Репортаж оборвался рекламным выпуском. Еще несколько секунд она разглядывала йогурт, в который все сыпались и сыпались разноцветные драже. Потом развернулась, не вставая с колен. Она ожидала увидеть светлые стены, темный кафель пола, мастера, администратора, открывающуюся дверь салона — хоть что-то. Но видела только окровавленное лицо и заломленную руку человека, который пытался, но так и не смог ее убить.

Яна прижала мизинцы к внутренним уголкам глаз. Остальные — к скулам. И медленно повела пальцы к подбородку, размазывая по лицу слезы, тушь, подводку и кровь из пары царапин от особенно глубоко вонзившихся ногтей. На щеках оставались темные полосы.

— Тварь, — каркнула она туда, где должна была быть стойка. — Какой ублюдок! Дайте позвонить!

Кажется, ей ответили. Кто-то помог ей встать. За руку вел ее, а она переставляла ноги, чувствуя, как с каждым шагом вбивает себе в сердце что-то острозаточенное и раскаленное.

Трубка плевала ей в ухо ядовитыми гудками целую вечность. Замолкала. Она снова набирала номер и снова слушала гудки.

Не осталось ни ажиотажа, ни предвкушения. Скоро они вернутся, Нора это знала, но сейчас она даже не пыталась найти их. Сидела за пластиковым столиком в гаражной чайхане и рыдала, уронив голову на скрещенные руки. Кто-то гладил ее по спине и, кажется, уговаривал выпить чая, но она не могла ответить. Давилась обрывками слов, и никак не могла даже сама себе объяснить, почему ей так страшно и беспросветно тоскливо.

Лем с Яной друг друга так любили. Так нервно, так странно, но так сильно — она теперь это понимала.

Вспоминала, как Лем отбирал у Яны сигареты, напуская на себя высокомерный вид.

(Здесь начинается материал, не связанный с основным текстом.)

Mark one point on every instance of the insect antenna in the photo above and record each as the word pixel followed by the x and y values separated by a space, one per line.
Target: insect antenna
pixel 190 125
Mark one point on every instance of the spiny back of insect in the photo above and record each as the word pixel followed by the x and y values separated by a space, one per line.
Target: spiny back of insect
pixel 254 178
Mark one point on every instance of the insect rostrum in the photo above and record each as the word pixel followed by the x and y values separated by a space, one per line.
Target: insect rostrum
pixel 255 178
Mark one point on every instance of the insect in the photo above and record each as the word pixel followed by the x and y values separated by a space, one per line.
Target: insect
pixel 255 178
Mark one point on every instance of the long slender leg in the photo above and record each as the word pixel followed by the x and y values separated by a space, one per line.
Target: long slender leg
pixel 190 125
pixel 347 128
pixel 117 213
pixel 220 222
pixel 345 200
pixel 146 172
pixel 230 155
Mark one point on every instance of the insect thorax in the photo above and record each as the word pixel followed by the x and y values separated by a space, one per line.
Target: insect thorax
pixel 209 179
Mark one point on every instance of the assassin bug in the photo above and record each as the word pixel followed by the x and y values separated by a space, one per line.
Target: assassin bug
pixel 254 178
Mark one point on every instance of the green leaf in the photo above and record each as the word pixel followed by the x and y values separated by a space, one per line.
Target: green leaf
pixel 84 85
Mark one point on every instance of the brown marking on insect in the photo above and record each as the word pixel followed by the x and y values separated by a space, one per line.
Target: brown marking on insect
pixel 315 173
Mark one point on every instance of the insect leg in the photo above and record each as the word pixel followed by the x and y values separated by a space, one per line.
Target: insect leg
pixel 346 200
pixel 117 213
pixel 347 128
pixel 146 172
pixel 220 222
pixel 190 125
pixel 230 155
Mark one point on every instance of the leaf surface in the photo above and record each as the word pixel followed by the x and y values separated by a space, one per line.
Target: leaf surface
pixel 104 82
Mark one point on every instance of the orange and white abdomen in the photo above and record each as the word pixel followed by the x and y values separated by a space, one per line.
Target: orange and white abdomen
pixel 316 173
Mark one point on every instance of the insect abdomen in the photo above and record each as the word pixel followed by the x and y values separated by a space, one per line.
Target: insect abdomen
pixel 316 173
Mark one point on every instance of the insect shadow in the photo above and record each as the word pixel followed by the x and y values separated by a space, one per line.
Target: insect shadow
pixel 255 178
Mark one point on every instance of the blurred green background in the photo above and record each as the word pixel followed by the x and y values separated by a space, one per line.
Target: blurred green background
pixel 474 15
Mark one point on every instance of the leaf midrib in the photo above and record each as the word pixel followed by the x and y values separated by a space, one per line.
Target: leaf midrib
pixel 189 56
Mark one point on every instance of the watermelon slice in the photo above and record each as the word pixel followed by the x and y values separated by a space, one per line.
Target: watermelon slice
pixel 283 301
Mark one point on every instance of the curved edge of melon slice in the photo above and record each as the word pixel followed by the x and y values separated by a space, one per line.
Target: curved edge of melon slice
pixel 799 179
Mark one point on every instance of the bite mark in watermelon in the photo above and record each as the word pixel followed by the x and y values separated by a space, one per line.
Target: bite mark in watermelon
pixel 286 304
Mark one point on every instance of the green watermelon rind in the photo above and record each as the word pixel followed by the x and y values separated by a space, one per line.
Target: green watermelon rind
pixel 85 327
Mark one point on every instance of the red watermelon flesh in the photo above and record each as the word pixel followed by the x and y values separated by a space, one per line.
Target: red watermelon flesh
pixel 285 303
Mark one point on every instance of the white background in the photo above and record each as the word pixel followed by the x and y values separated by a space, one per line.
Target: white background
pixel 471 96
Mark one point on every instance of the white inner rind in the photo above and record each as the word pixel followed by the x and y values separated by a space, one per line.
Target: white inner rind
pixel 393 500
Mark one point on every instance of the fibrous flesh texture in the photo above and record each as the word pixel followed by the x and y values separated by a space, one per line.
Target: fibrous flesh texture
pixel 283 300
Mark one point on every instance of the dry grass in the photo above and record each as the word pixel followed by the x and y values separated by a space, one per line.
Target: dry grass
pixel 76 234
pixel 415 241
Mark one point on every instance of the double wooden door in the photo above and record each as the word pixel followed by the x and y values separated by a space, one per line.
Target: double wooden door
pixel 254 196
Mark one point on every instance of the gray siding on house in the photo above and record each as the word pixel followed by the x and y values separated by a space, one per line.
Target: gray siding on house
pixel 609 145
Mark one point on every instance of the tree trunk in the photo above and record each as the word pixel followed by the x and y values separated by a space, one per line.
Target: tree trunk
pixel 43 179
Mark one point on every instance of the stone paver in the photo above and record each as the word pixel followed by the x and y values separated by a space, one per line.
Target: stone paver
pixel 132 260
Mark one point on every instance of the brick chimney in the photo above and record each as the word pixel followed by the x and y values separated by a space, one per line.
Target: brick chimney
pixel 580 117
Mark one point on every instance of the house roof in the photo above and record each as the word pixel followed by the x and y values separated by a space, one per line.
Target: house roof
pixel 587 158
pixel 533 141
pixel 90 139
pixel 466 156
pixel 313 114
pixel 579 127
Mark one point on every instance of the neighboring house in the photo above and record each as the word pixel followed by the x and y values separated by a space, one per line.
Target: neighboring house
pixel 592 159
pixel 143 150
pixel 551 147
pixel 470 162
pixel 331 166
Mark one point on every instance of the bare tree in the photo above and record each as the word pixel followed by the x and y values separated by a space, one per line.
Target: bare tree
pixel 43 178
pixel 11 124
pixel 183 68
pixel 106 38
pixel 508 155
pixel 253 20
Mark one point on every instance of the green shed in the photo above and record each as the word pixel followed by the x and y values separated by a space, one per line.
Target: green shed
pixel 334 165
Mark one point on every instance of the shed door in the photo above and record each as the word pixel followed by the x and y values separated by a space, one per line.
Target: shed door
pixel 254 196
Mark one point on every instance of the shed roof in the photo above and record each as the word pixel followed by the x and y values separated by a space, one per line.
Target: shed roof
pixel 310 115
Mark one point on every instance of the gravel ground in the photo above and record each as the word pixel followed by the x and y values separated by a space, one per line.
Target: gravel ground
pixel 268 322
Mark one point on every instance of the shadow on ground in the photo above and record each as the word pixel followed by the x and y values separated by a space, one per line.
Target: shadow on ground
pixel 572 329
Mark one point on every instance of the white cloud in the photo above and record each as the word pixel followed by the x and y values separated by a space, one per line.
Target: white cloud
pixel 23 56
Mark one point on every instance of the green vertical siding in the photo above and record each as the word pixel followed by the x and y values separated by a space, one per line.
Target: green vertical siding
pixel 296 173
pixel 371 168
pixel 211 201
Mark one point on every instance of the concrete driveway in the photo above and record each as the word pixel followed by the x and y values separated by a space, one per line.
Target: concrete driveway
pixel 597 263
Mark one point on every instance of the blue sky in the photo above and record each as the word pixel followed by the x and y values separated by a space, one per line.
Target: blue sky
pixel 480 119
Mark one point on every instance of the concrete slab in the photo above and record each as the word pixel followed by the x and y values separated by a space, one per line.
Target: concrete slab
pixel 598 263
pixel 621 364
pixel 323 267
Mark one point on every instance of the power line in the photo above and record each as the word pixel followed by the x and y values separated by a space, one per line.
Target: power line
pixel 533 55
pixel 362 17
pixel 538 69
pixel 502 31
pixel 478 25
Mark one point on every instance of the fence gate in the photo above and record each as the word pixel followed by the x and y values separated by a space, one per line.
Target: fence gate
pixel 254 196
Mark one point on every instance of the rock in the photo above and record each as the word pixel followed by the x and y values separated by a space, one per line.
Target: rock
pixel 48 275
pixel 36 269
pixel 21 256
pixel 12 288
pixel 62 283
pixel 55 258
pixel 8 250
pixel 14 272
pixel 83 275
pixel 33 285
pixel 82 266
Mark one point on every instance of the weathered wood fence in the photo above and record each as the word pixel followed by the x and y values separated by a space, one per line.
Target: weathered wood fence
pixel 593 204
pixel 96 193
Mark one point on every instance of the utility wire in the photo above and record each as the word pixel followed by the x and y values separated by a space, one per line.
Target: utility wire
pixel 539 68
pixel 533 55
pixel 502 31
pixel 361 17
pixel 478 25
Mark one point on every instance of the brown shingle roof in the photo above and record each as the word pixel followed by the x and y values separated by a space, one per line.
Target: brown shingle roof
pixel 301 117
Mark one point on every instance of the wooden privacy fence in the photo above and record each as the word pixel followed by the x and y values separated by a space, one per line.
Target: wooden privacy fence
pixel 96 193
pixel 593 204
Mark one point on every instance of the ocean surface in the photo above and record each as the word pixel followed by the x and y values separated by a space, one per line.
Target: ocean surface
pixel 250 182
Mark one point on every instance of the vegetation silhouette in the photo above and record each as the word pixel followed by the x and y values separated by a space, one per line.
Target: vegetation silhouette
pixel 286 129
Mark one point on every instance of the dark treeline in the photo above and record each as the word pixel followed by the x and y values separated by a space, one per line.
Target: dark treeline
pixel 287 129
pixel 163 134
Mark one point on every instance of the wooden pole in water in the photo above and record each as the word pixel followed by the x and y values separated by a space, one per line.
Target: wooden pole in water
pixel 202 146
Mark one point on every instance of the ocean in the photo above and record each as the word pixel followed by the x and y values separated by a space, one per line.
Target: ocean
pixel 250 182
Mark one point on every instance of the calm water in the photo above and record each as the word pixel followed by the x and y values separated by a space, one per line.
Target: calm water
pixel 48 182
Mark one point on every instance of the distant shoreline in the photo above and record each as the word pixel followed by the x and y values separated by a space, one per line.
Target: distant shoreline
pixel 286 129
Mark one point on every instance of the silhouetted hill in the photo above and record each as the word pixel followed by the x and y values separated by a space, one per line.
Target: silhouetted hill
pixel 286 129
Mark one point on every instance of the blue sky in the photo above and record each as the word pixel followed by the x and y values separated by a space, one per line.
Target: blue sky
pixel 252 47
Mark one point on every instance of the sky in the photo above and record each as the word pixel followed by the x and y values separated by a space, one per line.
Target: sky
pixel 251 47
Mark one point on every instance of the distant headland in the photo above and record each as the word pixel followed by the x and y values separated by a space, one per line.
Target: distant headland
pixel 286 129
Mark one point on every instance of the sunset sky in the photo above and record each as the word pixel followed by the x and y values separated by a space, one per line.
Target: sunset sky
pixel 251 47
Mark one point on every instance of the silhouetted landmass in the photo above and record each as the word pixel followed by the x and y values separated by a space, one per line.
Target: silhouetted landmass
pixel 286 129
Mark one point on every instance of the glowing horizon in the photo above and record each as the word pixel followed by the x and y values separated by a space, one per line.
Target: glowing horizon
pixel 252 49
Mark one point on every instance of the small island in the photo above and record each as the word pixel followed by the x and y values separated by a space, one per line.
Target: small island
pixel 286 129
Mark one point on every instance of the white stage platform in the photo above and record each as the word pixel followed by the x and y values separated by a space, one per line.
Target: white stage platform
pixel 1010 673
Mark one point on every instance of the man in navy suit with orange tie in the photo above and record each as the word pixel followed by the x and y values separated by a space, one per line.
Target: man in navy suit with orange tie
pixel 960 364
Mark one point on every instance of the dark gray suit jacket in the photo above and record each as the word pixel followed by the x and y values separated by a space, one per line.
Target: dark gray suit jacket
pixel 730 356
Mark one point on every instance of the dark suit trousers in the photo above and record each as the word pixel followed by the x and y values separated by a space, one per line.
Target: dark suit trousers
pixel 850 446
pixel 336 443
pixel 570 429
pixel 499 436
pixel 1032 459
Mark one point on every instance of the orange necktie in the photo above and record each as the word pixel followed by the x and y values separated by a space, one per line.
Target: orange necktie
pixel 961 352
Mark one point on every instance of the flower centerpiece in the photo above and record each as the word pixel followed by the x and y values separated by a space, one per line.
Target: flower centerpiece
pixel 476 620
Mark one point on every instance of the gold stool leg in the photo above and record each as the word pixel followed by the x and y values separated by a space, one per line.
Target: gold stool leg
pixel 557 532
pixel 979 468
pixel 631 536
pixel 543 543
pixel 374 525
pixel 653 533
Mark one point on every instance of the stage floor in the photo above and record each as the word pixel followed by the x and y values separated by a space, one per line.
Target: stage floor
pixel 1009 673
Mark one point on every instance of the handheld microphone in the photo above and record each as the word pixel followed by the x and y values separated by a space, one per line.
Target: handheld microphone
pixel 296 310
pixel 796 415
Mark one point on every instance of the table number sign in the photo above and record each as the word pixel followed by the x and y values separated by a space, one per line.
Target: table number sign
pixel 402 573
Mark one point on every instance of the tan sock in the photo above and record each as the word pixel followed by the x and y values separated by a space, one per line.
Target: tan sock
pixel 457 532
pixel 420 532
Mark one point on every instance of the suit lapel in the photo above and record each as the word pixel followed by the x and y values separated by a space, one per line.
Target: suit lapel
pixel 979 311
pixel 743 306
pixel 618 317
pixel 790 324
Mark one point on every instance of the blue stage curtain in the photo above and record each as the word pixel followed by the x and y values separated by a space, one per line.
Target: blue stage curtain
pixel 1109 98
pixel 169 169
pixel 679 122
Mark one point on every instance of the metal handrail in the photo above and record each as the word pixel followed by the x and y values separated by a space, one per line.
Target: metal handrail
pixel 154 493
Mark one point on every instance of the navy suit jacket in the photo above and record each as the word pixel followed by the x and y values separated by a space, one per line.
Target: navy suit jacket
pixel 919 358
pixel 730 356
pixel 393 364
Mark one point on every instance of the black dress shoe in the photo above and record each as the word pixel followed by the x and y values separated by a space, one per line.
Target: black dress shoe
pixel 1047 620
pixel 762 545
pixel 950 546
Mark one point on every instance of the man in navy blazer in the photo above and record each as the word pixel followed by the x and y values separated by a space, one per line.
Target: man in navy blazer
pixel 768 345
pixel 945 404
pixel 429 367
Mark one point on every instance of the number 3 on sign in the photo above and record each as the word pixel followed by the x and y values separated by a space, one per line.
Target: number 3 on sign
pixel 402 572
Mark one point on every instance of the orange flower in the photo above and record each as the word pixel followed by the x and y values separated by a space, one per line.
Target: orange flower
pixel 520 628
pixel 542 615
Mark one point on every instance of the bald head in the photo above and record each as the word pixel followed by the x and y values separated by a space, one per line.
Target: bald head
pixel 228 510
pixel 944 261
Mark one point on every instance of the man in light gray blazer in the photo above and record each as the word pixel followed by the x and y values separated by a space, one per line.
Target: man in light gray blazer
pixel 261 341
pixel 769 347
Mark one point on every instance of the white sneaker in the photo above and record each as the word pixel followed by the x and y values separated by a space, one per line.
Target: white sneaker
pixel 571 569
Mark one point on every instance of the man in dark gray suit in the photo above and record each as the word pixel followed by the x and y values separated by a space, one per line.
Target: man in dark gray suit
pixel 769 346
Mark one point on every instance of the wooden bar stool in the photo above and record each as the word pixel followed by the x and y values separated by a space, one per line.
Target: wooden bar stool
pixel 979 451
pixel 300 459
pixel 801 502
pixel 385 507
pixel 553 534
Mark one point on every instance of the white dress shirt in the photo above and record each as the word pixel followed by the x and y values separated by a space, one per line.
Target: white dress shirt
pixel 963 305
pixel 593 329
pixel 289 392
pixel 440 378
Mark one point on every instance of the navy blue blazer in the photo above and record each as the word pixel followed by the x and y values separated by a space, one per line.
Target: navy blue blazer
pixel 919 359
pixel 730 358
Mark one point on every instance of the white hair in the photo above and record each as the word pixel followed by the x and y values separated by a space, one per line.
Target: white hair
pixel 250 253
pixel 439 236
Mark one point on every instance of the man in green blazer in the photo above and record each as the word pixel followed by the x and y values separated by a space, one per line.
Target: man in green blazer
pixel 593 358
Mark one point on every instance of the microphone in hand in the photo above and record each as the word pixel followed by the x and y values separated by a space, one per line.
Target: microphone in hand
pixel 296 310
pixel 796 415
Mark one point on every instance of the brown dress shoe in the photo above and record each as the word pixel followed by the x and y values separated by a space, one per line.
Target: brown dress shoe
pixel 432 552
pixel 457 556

Как таскал ей варенье, поправлял ее сползающие с плеч свитера, как вился вокруг, когда она хваталась за бубен и терялась в экранной реальности. Как Яна улыбалась, когда он приходил, клала голову ему на плечо и гладила его руки.

«Я не знаю, умрешь ты сейчас или нет, но я хочу, чтобы ты знал, что я тебя ненавижу».

Нора до сих пор не знала, почему Яна тогда это сказала. Но только сейчас вспомнила, какое у нее было лицо в этот момент. Вспомнила пол в лужах крови и талого снега. Как Яна прижалась к Лему и пролежала неподвижно до приезда милиции, и какая спертая, муторная горечь читалась в ее глазах, когда она их открыла.

Нора плакала, потому что Яна была сумасшедшей, а Лем вечно напускал на себя таинственный вид, но быть может, они вместе могли сотворить чудо. Может, Яна и правда умела ходить куда-то за экран. Может, у нее и правда были какие-то тяжелые грехи, может, ей даже было за что ненавидеть Лема. Но еще недавно все можно было исправить, и это было настоящее чудо. Надежда на настоящее чудо.